2015 is about mergers, acquisitions, and new 3D printing materials. As we head towards 2016, we can expect the rate of new and unexpected partnerships to increase. For example, UL and 3DSIM LLC made an interesting announcement about an agreement to advance 3D printing process simulations. The terms of the agreement show that UL invested in 3DSIM and is now a minority shareholder of the company. Simin Zhou, vice president of Digital Manufacturing Technologies at UL, will be joining the 3DSIM Board of Directors as a result of the agreement and companies mutual mission to serve manufacturers.
Zhou said of the agreement, “UL has partnered with 3DSIM to rapidly advance simulation for additive manufacturing processing. The value of 3D printing is to enable design freedom and the ability to manufacture a variety of parts and products. To statistically qualify a design for production using AM, exploring material and process combinations via trial-and-error is not sustainable. Thus, we must invest in simulation technology and new qualification and validation methodologies to advance manufacturing and move the AM industry forward.”

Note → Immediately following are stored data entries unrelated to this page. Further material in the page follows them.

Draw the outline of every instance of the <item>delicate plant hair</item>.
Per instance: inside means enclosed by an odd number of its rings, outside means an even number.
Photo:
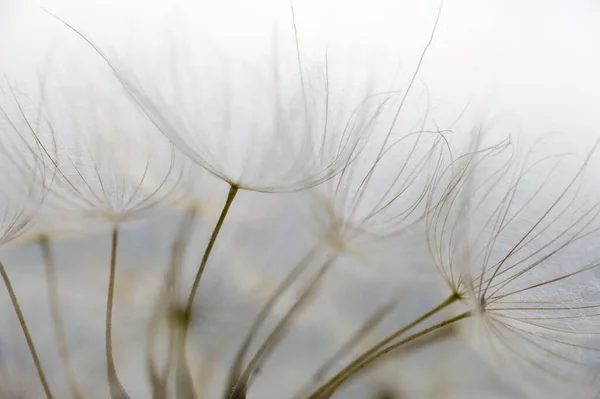
[[[574,392],[598,366],[597,303],[582,291],[599,264],[598,203],[582,195],[598,143],[569,178],[557,174],[568,154],[535,156],[541,144],[522,162],[504,154],[511,146],[476,144],[430,214],[429,242],[448,286],[477,315],[469,342],[517,380],[526,373],[529,388],[552,379]]]

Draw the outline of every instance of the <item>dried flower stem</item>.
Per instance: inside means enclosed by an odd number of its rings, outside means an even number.
[[[403,345],[406,345],[418,338],[421,338],[431,332],[437,331],[441,328],[447,327],[453,323],[456,323],[460,320],[466,319],[468,317],[472,316],[472,312],[471,311],[467,311],[464,313],[459,314],[458,316],[452,317],[450,319],[444,320],[440,323],[437,323],[431,327],[425,328],[417,333],[414,333],[406,338],[404,338],[403,340],[392,344],[390,346],[387,346],[383,349],[381,349],[378,352],[375,353],[371,353],[369,357],[367,357],[366,359],[363,359],[359,364],[357,364],[356,366],[354,366],[352,369],[347,370],[348,368],[342,370],[341,373],[344,373],[341,377],[339,377],[337,379],[337,381],[333,382],[333,383],[328,383],[326,384],[323,388],[321,388],[317,393],[311,395],[309,397],[309,399],[316,399],[316,398],[328,398],[330,397],[344,382],[348,381],[349,379],[351,379],[352,377],[354,377],[358,372],[360,372],[361,370],[363,370],[365,367],[373,364],[374,361],[376,361],[377,359],[381,358],[382,356],[400,348]],[[354,363],[354,362],[353,362]],[[340,374],[341,374],[340,373]]]
[[[264,340],[260,348],[258,348],[256,353],[254,354],[254,357],[250,359],[250,362],[248,362],[248,365],[246,366],[244,372],[240,376],[236,386],[233,387],[233,390],[228,396],[226,396],[226,398],[246,398],[248,388],[250,387],[250,384],[252,382],[252,376],[256,373],[257,370],[261,368],[262,364],[266,361],[267,357],[277,347],[277,344],[281,342],[281,339],[283,338],[287,328],[289,327],[290,322],[293,320],[293,317],[308,303],[309,299],[315,293],[319,282],[323,279],[326,272],[331,268],[335,259],[336,255],[331,255],[319,267],[319,270],[316,272],[315,276],[311,279],[311,281],[307,284],[302,294],[300,294],[300,297],[287,311],[287,313],[279,321],[279,323],[277,323],[277,325],[273,328],[271,333],[269,333],[269,335]]]
[[[375,313],[338,349],[315,373],[315,381],[320,381],[331,368],[348,354],[356,345],[367,336],[396,306],[396,301],[386,303],[379,307]]]
[[[273,294],[264,303],[264,305],[262,306],[262,308],[256,315],[254,322],[250,326],[250,329],[248,329],[248,332],[246,333],[246,336],[244,337],[244,340],[242,341],[242,345],[240,346],[240,349],[236,353],[235,360],[233,362],[233,366],[231,367],[231,369],[229,371],[229,377],[228,377],[228,383],[227,383],[228,391],[224,396],[226,399],[230,397],[231,392],[233,392],[235,390],[235,387],[239,383],[240,376],[243,372],[244,360],[245,360],[246,354],[248,353],[248,350],[250,349],[250,345],[252,344],[252,341],[253,341],[254,337],[256,336],[256,333],[258,332],[258,330],[260,329],[262,324],[265,322],[265,320],[267,319],[267,317],[273,310],[275,303],[279,300],[279,298],[283,295],[283,293],[286,292],[287,289],[298,279],[298,277],[300,277],[302,272],[306,270],[307,266],[314,259],[314,257],[316,256],[318,251],[319,251],[319,248],[315,247],[302,257],[302,259],[292,268],[292,270],[289,272],[289,274],[277,286],[277,289],[275,290],[275,292],[273,292]]]
[[[158,296],[154,307],[154,311],[152,312],[152,318],[150,319],[150,323],[148,324],[146,352],[148,356],[148,375],[150,378],[150,383],[152,385],[153,399],[166,398],[167,378],[171,370],[171,360],[173,358],[172,354],[175,349],[174,335],[176,334],[176,331],[174,329],[176,328],[176,326],[174,325],[174,323],[168,323],[169,348],[167,353],[167,362],[164,365],[163,369],[160,371],[156,361],[156,353],[154,350],[154,344],[156,343],[156,332],[159,326],[159,322],[161,320],[161,316],[168,317],[168,306],[177,298],[179,289],[179,274],[183,259],[183,253],[189,242],[189,238],[192,234],[194,226],[194,221],[196,220],[196,216],[199,211],[200,209],[198,206],[191,206],[187,209],[183,217],[183,220],[181,222],[180,228],[177,232],[177,236],[173,242],[173,246],[171,249],[171,261],[169,269],[165,274],[165,285],[163,287],[163,292]]]
[[[31,357],[33,358],[33,362],[35,363],[35,368],[37,369],[38,376],[40,377],[40,382],[42,383],[42,387],[44,388],[44,392],[46,394],[47,399],[53,399],[52,390],[50,389],[50,385],[48,384],[48,380],[46,379],[46,374],[42,368],[42,363],[40,362],[40,358],[35,349],[35,345],[33,343],[33,339],[31,338],[31,334],[29,333],[29,328],[27,327],[27,322],[25,321],[25,316],[23,316],[23,311],[21,310],[21,305],[19,305],[19,300],[17,299],[17,295],[12,287],[10,282],[10,278],[6,273],[6,269],[4,268],[4,264],[0,261],[0,274],[2,275],[2,280],[4,280],[4,284],[6,285],[6,290],[8,291],[8,296],[12,302],[13,308],[15,309],[15,313],[17,314],[17,318],[19,319],[19,324],[21,325],[21,329],[23,330],[23,334],[25,335],[25,340],[27,341],[27,346],[29,347],[29,351],[31,352]]]
[[[202,261],[200,262],[200,266],[198,267],[198,272],[196,273],[196,278],[194,279],[194,283],[192,284],[192,289],[190,290],[190,295],[188,297],[188,301],[185,307],[185,311],[183,314],[183,320],[185,325],[183,326],[183,332],[181,334],[181,340],[179,345],[181,345],[181,348],[179,350],[179,357],[177,360],[177,365],[176,365],[176,372],[177,372],[177,376],[179,379],[181,379],[182,375],[191,375],[190,370],[189,370],[189,366],[187,364],[187,358],[186,358],[186,343],[187,343],[187,336],[188,336],[188,332],[189,332],[189,328],[190,328],[190,320],[192,317],[192,308],[194,306],[194,299],[196,297],[196,293],[198,292],[198,286],[200,285],[200,280],[202,279],[202,274],[204,273],[204,268],[206,267],[206,264],[208,263],[208,258],[210,257],[210,253],[212,252],[212,249],[215,245],[215,242],[217,241],[217,237],[219,236],[219,232],[221,231],[221,227],[223,227],[223,223],[225,222],[225,218],[227,217],[227,213],[229,212],[229,208],[231,207],[231,204],[233,203],[233,200],[235,199],[236,194],[239,191],[239,187],[234,185],[234,184],[230,184],[229,185],[229,192],[227,193],[227,199],[225,200],[225,204],[223,205],[223,209],[221,210],[221,215],[219,216],[219,220],[217,221],[217,224],[215,225],[215,228],[213,229],[213,232],[210,236],[210,240],[208,241],[208,244],[206,246],[206,249],[204,250],[204,255],[202,256]]]
[[[117,247],[119,243],[119,228],[113,227],[112,244],[110,253],[110,276],[108,280],[108,295],[106,298],[106,367],[108,374],[108,385],[110,387],[110,396],[112,399],[129,399],[129,395],[121,385],[112,348],[112,309],[115,296],[115,273],[117,269]]]
[[[301,399],[310,395],[313,387],[318,384],[329,371],[351,350],[353,350],[358,343],[363,340],[379,323],[396,307],[396,301],[391,301],[383,306],[380,306],[376,311],[367,319],[365,323],[348,339],[333,355],[331,355],[313,374],[312,378],[306,383],[294,398]]]
[[[46,282],[48,285],[48,299],[50,304],[50,312],[52,315],[52,324],[54,327],[54,335],[58,345],[58,353],[63,362],[63,366],[67,373],[71,393],[76,399],[83,399],[84,395],[77,383],[77,377],[71,364],[71,356],[69,354],[69,346],[67,344],[67,334],[65,332],[65,322],[63,319],[60,295],[58,289],[58,278],[56,275],[56,264],[54,262],[54,253],[50,245],[50,239],[47,236],[42,236],[39,240],[44,258],[44,268],[46,272]]]
[[[225,205],[223,205],[223,210],[221,211],[221,215],[219,216],[219,220],[213,229],[213,232],[210,236],[210,240],[208,241],[208,245],[206,246],[206,250],[204,251],[204,255],[202,256],[202,261],[200,262],[200,266],[198,267],[198,272],[196,273],[196,278],[194,279],[194,283],[192,284],[192,289],[190,291],[190,296],[188,297],[187,305],[185,308],[185,313],[189,317],[192,314],[192,307],[194,306],[194,298],[196,297],[196,292],[198,291],[198,286],[200,285],[200,279],[202,278],[202,273],[204,272],[204,268],[206,267],[206,263],[208,262],[208,258],[210,253],[212,252],[213,246],[217,241],[217,237],[219,236],[219,231],[221,231],[221,227],[223,227],[223,222],[227,217],[227,213],[229,212],[229,208],[235,199],[236,194],[238,193],[239,187],[233,184],[229,186],[229,193],[227,194],[227,199],[225,200]],[[184,340],[185,341],[185,340]]]
[[[188,364],[188,357],[185,345],[186,331],[188,323],[173,323],[174,326],[174,347],[176,348],[173,356],[175,357],[175,398],[177,399],[196,399],[194,380]]]
[[[391,334],[384,340],[380,341],[377,345],[375,345],[371,349],[367,350],[361,356],[357,357],[348,366],[346,366],[344,369],[342,369],[342,371],[337,373],[328,382],[326,382],[319,389],[317,389],[311,396],[309,396],[309,399],[317,399],[317,398],[321,398],[321,397],[330,396],[333,393],[333,391],[335,391],[335,389],[337,389],[344,381],[346,381],[352,374],[354,374],[356,372],[357,368],[360,369],[360,368],[364,367],[363,363],[365,363],[365,362],[370,363],[372,361],[370,359],[373,356],[377,356],[379,351],[385,351],[387,344],[391,343],[396,338],[400,337],[402,334],[404,334],[408,330],[412,329],[413,327],[421,324],[423,321],[429,319],[431,316],[440,312],[442,309],[452,305],[454,302],[458,301],[459,299],[460,299],[460,297],[458,296],[458,294],[453,293],[448,298],[446,298],[444,301],[442,301],[439,305],[437,305],[430,311],[424,313],[421,317],[413,320],[412,322],[408,323],[406,326],[402,327],[401,329],[397,330],[396,332],[394,332],[393,334]],[[426,331],[426,330],[423,330],[423,331]],[[431,330],[431,331],[433,331],[433,330]],[[431,331],[427,331],[427,332],[431,332]],[[425,335],[425,334],[423,334],[423,335]],[[418,338],[418,337],[415,337],[415,338]],[[412,340],[413,339],[411,339],[410,341],[412,341]],[[404,342],[404,341],[405,340],[403,340],[401,342]],[[408,343],[410,341],[407,341],[404,343]],[[392,346],[394,346],[394,345],[392,345]]]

Brent Stucker, PhD., chief executive officer and a co-founder of 3DSIM LLC, said, “UL has an excellent reputation around the world in validation and certification of manufactured parts. We welcome UL as an investor and partner. As a member of our board, Simin will contribute her deep knowledge and perspectives about how simulations can transform the AM industry. Together, we will move the manufacturing industry away from reliance upon costly experimental testing toward predictable, safe and timely production.”
So who is 3DSIM exactly?
3DSIM is a growing company that produces specialized software tools that enable accurate, physics-based analyses and predictions of 3D printing processes, before building or fabricating a component. According to the company, their simulation tools are designed to help “users, part designers, researchers, machine manufacturers and material providers dramatically increase their rate of innovation, thus enabling rapid qualification of additively manufactured parts and components.” The start-up, which hopes to bring much needed quality assurance to industrial 3D printing, has already begun working with Additive Industries to release the first metal 3D printer that will use 3DSIM’s print preview technology.
UL industries has a proven track record (120 years) in safety science, and have recently begun merging their operations with the booming 3D printing industry. With their expertise in standards, compliance, testing, certification, manufacturing processes and engineering, they have been making some interesting moves lately that indicate a clear directive to educate and train interesting individuals as well as standardize compliance and confer with regulators about industry issues. This new investment adds one more intriguing element to UL’s growing role in 3D printing.